1

After some operations I have an SSE register where each of the 16 bytes has the lowest bit set if some condition was fulfilled or it is 0 if it wasn't. I'd now would like to extract this into a bitmask where for each of these 16 bytes a bit is set iff the byte had value one.

I searched the Intel intrinsics guide up and down but couldn't really find how to do this.
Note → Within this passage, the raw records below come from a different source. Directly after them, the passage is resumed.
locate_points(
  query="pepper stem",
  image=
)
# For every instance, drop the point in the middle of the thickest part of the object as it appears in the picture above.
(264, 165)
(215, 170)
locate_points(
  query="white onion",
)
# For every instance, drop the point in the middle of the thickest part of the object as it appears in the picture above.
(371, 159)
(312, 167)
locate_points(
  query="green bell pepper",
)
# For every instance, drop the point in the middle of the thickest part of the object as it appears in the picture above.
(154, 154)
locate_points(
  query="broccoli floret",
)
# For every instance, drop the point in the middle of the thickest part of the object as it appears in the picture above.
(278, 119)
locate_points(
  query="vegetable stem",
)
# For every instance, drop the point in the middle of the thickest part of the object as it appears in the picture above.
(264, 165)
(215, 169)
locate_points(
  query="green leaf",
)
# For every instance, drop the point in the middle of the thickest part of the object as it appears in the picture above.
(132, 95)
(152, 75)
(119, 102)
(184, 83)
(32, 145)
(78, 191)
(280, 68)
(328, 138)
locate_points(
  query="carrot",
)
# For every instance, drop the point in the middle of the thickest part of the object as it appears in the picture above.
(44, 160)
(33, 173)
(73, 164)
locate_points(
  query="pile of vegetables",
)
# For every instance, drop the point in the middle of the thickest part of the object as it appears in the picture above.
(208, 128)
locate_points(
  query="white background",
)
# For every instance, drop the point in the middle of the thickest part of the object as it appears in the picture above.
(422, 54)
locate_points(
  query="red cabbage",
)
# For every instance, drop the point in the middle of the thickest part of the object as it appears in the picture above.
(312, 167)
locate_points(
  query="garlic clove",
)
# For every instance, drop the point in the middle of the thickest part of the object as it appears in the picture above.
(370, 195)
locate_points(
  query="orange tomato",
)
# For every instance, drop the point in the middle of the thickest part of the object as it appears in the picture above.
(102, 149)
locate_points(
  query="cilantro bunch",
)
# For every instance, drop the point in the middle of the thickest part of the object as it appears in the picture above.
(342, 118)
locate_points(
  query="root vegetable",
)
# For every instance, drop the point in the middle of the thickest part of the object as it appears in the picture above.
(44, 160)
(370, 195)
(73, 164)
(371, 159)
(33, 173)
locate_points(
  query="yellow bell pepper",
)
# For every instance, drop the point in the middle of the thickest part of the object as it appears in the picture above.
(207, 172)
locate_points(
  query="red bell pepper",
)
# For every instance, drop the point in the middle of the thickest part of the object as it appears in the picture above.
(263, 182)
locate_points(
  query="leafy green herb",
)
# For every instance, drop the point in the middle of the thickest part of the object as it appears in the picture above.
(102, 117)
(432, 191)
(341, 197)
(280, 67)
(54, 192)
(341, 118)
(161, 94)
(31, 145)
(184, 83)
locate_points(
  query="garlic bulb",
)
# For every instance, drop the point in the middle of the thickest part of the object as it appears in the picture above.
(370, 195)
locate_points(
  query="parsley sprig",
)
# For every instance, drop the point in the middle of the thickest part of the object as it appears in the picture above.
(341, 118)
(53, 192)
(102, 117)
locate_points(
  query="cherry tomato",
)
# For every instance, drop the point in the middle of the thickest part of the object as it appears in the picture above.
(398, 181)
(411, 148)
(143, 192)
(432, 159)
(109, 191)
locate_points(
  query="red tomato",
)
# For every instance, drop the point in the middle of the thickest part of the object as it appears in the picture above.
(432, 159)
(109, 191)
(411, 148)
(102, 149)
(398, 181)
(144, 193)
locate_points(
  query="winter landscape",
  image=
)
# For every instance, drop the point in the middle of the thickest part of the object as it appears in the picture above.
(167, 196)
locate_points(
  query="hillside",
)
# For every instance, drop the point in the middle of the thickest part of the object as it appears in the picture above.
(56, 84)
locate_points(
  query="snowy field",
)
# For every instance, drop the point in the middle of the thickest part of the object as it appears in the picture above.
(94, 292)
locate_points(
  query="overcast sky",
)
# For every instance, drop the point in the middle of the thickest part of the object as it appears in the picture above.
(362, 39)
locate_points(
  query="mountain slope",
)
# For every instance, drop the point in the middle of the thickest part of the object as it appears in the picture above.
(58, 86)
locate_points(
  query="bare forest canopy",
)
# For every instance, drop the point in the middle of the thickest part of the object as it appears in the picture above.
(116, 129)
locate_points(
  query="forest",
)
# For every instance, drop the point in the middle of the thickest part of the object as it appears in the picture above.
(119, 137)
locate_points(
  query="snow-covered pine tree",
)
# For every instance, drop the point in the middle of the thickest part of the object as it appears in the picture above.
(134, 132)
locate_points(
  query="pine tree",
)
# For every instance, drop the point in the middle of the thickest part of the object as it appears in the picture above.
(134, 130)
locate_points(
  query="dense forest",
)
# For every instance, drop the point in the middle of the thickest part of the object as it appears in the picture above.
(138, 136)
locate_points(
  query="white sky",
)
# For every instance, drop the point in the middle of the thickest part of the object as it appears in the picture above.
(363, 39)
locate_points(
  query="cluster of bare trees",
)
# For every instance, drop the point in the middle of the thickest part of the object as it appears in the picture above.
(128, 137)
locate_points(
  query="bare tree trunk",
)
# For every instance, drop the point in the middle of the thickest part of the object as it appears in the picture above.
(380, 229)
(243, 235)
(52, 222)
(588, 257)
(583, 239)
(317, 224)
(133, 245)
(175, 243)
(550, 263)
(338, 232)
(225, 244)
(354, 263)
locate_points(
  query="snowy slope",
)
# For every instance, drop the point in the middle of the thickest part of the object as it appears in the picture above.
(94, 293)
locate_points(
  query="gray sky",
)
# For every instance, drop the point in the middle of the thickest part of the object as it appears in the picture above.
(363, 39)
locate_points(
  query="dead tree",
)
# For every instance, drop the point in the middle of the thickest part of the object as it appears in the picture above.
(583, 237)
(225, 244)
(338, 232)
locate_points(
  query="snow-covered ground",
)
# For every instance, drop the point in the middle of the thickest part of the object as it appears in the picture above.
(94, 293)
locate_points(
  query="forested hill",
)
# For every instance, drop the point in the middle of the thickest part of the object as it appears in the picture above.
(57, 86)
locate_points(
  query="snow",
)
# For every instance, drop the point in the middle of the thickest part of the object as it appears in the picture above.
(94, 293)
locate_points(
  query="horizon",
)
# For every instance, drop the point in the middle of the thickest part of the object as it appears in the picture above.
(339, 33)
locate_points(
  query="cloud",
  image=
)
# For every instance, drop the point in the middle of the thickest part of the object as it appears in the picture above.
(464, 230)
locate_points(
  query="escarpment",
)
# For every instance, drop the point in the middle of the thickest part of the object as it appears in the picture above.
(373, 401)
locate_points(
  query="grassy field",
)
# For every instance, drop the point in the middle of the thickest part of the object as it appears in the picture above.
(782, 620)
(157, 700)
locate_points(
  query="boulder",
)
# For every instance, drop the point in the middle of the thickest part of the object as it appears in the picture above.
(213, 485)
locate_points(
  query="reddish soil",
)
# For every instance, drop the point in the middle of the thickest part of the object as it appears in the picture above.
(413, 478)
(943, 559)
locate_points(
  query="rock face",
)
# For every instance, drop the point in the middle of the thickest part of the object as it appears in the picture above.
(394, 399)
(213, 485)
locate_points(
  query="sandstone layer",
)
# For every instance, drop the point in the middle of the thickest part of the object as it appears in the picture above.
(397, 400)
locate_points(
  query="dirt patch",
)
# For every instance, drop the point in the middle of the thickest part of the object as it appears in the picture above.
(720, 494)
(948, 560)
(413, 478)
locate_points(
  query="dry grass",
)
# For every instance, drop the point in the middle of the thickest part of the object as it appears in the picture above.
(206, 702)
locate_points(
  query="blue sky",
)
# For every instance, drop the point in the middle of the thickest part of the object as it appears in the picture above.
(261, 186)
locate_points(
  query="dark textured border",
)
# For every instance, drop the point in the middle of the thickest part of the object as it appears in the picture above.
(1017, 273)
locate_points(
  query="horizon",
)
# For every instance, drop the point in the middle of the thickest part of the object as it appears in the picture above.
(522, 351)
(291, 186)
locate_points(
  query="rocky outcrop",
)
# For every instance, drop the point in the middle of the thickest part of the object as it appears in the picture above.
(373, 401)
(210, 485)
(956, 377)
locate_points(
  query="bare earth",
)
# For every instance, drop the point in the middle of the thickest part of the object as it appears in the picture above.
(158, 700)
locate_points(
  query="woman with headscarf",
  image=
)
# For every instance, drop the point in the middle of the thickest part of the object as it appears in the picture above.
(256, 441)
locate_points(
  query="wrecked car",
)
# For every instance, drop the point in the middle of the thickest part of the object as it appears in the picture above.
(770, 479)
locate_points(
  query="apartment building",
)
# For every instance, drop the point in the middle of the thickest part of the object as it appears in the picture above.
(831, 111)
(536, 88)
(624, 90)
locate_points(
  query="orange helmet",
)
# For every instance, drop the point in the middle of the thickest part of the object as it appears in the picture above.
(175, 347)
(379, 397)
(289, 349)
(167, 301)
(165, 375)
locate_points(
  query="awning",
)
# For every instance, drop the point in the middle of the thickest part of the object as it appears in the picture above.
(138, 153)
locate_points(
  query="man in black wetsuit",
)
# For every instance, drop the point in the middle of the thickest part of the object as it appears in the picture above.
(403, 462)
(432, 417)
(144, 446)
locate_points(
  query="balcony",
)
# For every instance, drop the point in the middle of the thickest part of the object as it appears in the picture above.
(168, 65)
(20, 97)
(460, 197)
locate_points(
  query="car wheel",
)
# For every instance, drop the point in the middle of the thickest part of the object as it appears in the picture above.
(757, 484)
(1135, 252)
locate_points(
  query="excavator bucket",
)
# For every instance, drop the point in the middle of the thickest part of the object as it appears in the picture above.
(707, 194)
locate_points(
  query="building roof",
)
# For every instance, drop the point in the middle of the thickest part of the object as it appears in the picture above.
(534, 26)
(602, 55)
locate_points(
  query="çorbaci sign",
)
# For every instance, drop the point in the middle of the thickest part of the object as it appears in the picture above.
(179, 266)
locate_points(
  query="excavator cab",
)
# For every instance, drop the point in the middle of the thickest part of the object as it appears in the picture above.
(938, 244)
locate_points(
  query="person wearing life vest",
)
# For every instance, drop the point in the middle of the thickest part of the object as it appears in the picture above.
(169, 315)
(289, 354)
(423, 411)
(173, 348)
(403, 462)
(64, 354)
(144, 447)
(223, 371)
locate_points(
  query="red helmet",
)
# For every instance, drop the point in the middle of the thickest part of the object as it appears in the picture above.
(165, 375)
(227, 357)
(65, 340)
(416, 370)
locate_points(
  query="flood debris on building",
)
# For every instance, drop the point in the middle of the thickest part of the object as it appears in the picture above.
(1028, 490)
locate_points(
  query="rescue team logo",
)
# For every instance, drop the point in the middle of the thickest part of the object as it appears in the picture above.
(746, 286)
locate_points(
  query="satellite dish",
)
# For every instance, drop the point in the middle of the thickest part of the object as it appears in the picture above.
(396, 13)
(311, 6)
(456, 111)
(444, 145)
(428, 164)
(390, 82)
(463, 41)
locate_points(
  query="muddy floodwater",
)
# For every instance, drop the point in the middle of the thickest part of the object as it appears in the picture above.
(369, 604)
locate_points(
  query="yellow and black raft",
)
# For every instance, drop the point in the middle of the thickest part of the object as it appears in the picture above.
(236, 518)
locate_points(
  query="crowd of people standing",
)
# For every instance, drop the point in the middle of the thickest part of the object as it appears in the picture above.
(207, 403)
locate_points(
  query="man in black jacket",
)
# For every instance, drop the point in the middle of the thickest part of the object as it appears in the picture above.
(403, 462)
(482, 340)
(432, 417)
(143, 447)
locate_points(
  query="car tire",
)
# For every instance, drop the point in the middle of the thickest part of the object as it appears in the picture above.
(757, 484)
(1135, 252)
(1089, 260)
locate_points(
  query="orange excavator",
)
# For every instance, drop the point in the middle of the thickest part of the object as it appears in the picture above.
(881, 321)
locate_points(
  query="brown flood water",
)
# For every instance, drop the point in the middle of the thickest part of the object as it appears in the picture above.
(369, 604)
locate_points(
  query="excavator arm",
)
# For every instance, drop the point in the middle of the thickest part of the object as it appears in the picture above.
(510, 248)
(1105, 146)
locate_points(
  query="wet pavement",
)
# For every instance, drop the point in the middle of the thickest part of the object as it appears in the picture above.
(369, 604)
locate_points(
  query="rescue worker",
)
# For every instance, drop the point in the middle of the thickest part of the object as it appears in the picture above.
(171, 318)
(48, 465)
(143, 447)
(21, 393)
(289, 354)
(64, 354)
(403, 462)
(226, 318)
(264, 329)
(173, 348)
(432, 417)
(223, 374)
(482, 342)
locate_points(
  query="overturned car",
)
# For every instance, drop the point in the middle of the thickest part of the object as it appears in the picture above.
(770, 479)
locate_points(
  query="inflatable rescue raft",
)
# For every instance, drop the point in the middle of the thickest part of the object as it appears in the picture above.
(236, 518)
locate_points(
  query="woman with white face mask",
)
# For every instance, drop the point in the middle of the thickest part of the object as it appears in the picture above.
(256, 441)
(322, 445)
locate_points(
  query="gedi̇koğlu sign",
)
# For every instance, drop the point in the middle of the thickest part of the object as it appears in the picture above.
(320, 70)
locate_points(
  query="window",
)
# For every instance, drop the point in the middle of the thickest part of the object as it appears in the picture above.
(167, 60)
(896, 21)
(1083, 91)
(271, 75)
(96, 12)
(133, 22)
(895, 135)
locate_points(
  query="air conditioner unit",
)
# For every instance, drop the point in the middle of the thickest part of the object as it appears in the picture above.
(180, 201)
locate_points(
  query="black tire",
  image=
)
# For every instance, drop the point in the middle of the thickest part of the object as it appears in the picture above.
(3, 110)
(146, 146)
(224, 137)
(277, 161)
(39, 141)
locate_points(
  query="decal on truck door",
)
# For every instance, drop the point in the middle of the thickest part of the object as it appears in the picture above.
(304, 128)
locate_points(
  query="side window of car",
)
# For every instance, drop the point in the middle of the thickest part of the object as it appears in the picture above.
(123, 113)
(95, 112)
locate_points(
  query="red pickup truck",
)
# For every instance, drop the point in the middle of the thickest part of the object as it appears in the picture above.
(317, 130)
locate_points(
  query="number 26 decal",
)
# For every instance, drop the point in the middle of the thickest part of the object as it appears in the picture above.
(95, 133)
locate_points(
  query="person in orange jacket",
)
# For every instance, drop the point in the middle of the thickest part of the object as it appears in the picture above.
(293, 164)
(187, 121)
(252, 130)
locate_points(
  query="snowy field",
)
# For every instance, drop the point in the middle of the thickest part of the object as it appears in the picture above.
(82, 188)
Pseudocode

void _mm_???(__m128i a)

FOR j := 0 to 15
   i := j*8
   IF a[i]
    a[j] := 1
   else
    a[j] := 0
   FI
ENDFOR
fschmitt
  • 3,478
  • 2
  • 22
  • 24
  • left shift by 7 bits (`_mm_slli_epi32` or whatever) to put your important bits at the top of each byte and `_mm_movemask_epi8` . Or `_mm_cmpeq_epi8` instead of shift. – Peter Cordes Nov 21 '19 at 08:30
  • _mm_movemask_epi8 is what I have been searching for all evening. Thanks a lot. Do you want to change it from comment to answer so I can accept it? – fschmitt Nov 21 '19 at 08:48
  • 3
    Found and cleaned up some of the duplicates from previous times this has been asked. [Extract the low bit of each bool byte in a \_\_m128i? bool array to packed bitmap](//stackoverflow.com/q/49263507) had an interesting idea for reducing back-end bottlenecks if your byte values are 0 or 1. And the __m64 MMX question also has an SSE2 answer and is a direct duplicate. Not easy to find; I found them by searching on the answer (`_mm_movemask_epi8`), so +1 for this question as a signpost for future searches. – Peter Cordes Nov 21 '19 at 09:19

0 Answers0